Existentialism aside, it’s hard not to note the similarities between Superplastic and the somewhat fizzled-out Bored Ape Yacht Club—which it partnered with for a set of toys last spring—in that both rely on pure intellectual property that cultivates hype online, which can then theoretically be transformed into myriad states of being. And as Web3 and NFTs, which were a key revenue driver for Superplastic, have sputtered, it may need to rethink its strategy—as well as its alignment with the “metaverse,” a concept that grows more mythical by the day.

For Budnitz, the human element is what keeps his characters alive. “They’re just really funny,” he says, “and lovable. My thing was to be edgy and lovable at the same time, which is hard to pull off. Guggimon’s gone to rehab once already, and Janky tends to get run over by things. People identify with them. When they got picked as models for Gucci, it was hilarious—because Janky can go straight from that to mouthfuls of chicken nuggets.”

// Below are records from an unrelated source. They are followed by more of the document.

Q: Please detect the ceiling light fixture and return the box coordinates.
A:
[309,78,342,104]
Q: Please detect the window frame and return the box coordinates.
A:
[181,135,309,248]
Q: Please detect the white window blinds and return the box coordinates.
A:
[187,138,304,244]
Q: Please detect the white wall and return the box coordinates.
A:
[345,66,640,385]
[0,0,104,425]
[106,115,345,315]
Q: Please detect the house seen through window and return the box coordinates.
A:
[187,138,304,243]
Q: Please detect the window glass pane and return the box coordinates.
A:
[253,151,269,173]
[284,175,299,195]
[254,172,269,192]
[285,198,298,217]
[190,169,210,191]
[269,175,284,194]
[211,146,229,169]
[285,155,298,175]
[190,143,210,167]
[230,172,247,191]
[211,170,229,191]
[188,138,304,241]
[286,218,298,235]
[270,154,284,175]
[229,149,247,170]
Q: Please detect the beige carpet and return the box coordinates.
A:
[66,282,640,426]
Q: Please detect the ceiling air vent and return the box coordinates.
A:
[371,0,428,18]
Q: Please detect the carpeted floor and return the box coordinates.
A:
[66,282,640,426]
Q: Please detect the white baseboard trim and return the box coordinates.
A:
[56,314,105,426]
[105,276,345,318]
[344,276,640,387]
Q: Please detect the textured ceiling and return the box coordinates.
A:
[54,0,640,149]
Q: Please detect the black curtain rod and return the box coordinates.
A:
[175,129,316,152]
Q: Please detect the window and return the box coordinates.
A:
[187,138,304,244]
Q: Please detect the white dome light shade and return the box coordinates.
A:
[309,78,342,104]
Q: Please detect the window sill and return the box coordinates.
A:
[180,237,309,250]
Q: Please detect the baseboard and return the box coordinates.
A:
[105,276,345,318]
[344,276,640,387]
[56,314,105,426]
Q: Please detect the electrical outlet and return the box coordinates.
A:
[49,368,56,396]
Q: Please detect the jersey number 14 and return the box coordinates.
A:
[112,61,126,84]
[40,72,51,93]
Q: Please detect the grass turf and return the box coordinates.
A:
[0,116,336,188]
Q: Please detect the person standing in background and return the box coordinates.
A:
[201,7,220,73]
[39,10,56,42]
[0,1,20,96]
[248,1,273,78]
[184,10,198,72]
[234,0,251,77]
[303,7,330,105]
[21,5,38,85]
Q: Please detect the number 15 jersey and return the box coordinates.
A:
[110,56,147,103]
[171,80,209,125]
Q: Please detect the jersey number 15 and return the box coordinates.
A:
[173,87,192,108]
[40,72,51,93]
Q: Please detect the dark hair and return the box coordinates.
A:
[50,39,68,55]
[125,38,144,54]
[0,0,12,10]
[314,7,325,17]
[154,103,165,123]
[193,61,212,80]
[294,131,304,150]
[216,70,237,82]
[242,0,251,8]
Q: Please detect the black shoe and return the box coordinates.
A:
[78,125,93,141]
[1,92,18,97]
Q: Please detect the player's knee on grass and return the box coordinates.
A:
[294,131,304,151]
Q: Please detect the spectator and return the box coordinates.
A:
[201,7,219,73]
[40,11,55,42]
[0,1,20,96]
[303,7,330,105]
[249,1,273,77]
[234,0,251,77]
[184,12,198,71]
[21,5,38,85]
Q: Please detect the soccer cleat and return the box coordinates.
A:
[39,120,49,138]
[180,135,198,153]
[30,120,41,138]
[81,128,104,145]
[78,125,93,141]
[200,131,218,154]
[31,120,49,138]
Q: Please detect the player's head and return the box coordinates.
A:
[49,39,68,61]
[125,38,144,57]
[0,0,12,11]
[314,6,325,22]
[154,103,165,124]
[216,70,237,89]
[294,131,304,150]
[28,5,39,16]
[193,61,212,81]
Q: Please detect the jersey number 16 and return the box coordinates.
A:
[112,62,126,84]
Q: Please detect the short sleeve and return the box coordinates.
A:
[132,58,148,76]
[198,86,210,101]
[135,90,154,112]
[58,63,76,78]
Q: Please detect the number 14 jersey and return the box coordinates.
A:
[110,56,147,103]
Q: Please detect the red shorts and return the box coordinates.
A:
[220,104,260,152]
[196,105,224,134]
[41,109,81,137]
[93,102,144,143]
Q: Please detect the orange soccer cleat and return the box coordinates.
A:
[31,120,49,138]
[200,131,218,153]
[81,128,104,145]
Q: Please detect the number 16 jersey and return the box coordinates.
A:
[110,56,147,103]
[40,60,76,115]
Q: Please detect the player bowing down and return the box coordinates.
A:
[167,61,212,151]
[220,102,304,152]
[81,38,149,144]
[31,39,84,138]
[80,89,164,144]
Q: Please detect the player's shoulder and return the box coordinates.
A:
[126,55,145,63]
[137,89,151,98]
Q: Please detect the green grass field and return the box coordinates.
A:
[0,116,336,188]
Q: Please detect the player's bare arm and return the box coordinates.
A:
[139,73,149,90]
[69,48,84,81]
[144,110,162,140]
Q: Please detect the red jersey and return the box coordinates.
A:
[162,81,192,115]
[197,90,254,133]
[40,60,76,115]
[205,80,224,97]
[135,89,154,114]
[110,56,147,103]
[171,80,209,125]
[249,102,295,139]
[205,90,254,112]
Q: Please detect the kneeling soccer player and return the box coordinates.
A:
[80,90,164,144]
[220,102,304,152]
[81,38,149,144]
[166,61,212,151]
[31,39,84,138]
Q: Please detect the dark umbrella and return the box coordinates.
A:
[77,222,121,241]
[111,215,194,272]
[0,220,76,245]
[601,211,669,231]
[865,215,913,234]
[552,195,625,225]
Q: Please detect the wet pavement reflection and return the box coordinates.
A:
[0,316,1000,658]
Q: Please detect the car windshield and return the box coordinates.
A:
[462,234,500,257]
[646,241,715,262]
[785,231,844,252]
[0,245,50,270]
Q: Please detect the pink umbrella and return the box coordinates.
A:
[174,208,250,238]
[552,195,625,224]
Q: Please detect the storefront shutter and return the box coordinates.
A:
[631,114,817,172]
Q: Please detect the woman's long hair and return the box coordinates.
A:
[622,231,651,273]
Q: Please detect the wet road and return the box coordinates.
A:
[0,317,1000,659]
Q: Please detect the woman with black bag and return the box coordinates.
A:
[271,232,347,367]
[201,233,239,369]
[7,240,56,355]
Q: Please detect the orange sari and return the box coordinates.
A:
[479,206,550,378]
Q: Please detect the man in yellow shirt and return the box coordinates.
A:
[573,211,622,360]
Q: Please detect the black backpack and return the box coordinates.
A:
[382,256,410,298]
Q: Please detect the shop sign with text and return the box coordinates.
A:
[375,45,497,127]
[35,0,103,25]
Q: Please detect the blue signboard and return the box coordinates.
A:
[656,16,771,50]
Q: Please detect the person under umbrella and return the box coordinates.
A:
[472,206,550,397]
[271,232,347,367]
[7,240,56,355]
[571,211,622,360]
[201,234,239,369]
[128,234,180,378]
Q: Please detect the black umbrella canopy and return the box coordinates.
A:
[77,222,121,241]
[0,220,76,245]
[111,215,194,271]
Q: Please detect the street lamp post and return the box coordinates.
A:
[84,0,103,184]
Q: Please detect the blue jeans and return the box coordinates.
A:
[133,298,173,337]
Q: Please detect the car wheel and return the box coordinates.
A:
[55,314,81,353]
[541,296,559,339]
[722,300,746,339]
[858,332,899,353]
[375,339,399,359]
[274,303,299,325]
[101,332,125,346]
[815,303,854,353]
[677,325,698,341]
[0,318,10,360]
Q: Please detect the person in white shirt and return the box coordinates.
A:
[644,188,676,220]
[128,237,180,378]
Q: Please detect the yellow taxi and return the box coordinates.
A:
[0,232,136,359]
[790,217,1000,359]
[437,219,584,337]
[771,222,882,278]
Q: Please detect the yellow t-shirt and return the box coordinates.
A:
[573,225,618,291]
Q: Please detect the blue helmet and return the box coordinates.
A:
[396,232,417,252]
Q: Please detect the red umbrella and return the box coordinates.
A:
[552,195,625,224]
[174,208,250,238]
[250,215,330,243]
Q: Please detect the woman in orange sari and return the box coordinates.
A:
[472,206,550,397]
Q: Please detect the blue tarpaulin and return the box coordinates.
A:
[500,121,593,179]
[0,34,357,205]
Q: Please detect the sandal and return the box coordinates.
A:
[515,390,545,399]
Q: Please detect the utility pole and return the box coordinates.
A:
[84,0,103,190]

While Budnitz can’t share much detail on the TV show, you can bet that it’ll slap. “We’re very picky—if it’s not cool and it’s not fun, we don’t do it,” he says. “We like Mercedes because they let us redesign a 1970s bobblehead dog they had. I had one of them on the dashboard of my car. We asked, ‘Can we redo this?’ There was a long German pause . . . and then, they said, ‘sure.’ We’re just a bunch of artist weirdos.”